Wagner and I took issue with him and I must have pressed too hard on the need for keeping the squadrons together for training, for Admiral Pratt turned on me in some annoyance and barked, “You always see the ultimate objective and want to take it on the first assault. You’ve got to learn to take minor objectives one at a time, and to hold them till the big one falls in your lap. Otherwise,” he added, shaking a finger in my face, “you’ll never get anywhere in this man’s Navy.”
Shortly after we arrived in San Diego, and even before the admiral’s relief had reported, Bull Reeves was detached from his command. The day he shoved off, all his squadron commanders and staff accompanied him to the Santa Fe railway station. Overhead FLEET AIR paraded for him in a last formation flight. The Old Man put up a cheerful front until Harry Bogusch shook his hand.
“Admiral,” said Harry, “we used to hate your guts for making us fly those tight formations, but that night off Panama we blessed you for the air discipline you had forced on us.” With that, two big tears welled up in Bull Reeves’s eyes and ran down his nose onto his gray whiskers.
After Admiral Nulton had hoisted his flag on the fleet flagship California, I found myself once again on a battleship. Time was when I would have thrilled at the thought. Now it left me numb. To have served with two great leaders in succession and to have lived through the creative period of naval aviation ashore and afloat and then go back to battle wagons cheerfully was too much to expect.

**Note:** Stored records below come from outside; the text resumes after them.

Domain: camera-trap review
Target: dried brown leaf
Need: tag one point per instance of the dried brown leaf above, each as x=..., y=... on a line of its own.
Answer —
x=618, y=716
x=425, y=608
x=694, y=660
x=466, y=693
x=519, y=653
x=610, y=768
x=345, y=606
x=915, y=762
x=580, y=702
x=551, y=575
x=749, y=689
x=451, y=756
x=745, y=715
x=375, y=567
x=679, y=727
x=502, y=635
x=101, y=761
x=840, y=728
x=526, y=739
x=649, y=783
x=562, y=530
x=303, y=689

I couldn’t get into the spirit of it.
When later the California spent the summer at the navy yard in Bremerton, Washington, I was completely cut off from aircraft operations except by correspondence. Admiral Nulton and his battle fleet staff tried hard to absorb some of the new ideas, but it was too much to expect them to think and act intuitively, along lines that crisscrossed every preconceived idea.
The end of the summer found us back behind the breakwater at San Pedro, when one day a message came that Fred Rentschler and Bill Boeing had flown down from Seattle in their Ford Trimotor and were at the Los Angeles Biltmore where they would like me to have dinner with them. I knew from the newspapers and from letters that great things had been going on in the aircraft industry. Not only had some of the companies made money on operations, but some of the leaders had become rich as a result of the increased values of their stocks. This was the beginning of the end of that mad period of speculation in which all sorts of mergers and consolidations had prompted the public to get into the market and make a killing. In the aircraft industry, Curtiss and Wright had led off with a merger that had brought together two of the greatest names in aviation and had put two of the biggest operations under the same tent.